Around the cathedral there are plenty of tapas bars, but they are very much geared towards tourists, and priced accordingly. The tapa is said to originate from Seville to cover a glass of sherry with a piece of bread or a slice of ham, to prevent flies from entering the glass. The verb 'tapar' means to cover. In authentic, local bars, it is still common practice to serve a free (simple) tapa with a drink. A good tip: For traditional, Andalusian dishes, you have to go the Seville's oldest bar, El Rinconcillo.
Between the gardens of the Alcázar and the cathedral lies the charming, old Jewish quarter Barrio de Santa Cruz. Here again you will find narrow streets with whitewashed houses. Don't limit your visit through this neighborhood to the very touristy Calle Mateos Gago crammed with souvenir shops. Although Don Juan is a fictional character, the Spaniards believe this womanizer really existed. On the Plaza los Refinadores they have honored him with a statue.
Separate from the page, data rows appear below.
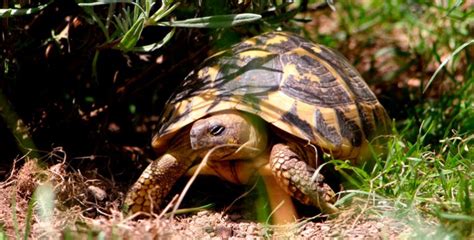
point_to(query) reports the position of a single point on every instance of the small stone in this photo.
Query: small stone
(97, 192)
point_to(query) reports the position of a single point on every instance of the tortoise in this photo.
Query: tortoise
(269, 105)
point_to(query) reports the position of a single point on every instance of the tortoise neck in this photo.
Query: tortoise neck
(180, 146)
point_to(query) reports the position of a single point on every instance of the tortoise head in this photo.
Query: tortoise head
(233, 134)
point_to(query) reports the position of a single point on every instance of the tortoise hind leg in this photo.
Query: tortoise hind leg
(154, 183)
(294, 175)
West of the center lies the former harbor area La Arenal. The main attraction here is Plaza de Toros de la Maestranzas, probably Spain's most beautiful bullring. Bullfights (corridas) are mainly held on Sundays. On other days you can walk on the sand in the bullring, without having an angry bull attacking you. Just as safe...
The Plaza de España is built in a semi-circle for the Ibero-American Exposition. The frescoes depicting scenes from the Spanish provinces' history are extraordinary.
Just like in the rest of Spain, Seville's nightlife sets in late. It is quite normal getting something to eat at 10 p.m.; only afterwards Spaniards go to a bar or outdoor terrace to make their way to a discotheque or nightclub even later. If you want to visit a bar or discotheque you have to put on smart clothing. This is very much appreciated by Spaniards. A short and slippers are not done! These are only for going to the beach, not for a night out.
When in Seville, you absolutely have to visit a flamenco bar, as the city is, after all, the birthplace of this dance. There are lots of tablaos flamenco, but these are mainly frequented by tourists. Try to find a flamenco bar that is not swarming with tourist buses in front. Or even better: Visit Seville in September of an even numbered year when the best dancers come to the city for the large Bienal de Flamenco Festival. In the Museo del Baile Flamenco you can learn more about the various dance styles.
At only ten kilometers from Seville lie the remains of the Roman Italica. They include for example the ruins of one of the Roman Empire's largest amphitheaters, accommodating over 25,000 people, as well as mosaic floors of houses and public buildings. Italica can be reached by rental car via the M-172.
North of Seville lies the Sierra de Aracena Natural Park. For many people this natural park is a pleasant surprise: It is much cooler here than in the Guadalquivir Basin and you can make beautiful walks through wooded hills where many wild flowers grow. To reach the park you take the A66/E-803 from Seville in the direction of Merida. The exit to Aracena is signposted after approximately 35 kilometers.
The Isla Mágica amusement park is fun for young and old. There are rollercoasters, theater shows and other attractions, in a setting of sixteenth' century Spain.
Seville's center is pedestrianized and most of the city's attractions are within walking distance. It is not easy to find free parking space out on the streets, but fortunately there are many parking garages around the center. Some are extremely costly, but the rates in the Paseo de Colon parking are very reasonable. You can park free of charge near the large bus station on the other side of the river. Do not leave any valuables in your car here!
Sevilla Airport is located ten kilometers northeast of Seville. You can easily reach the airport by rental car as the airport is situated right off the A-4 freeway, which connects Seville with Córdoba and Madrid. The exit to the airport is near km 532 and is clearly signposted.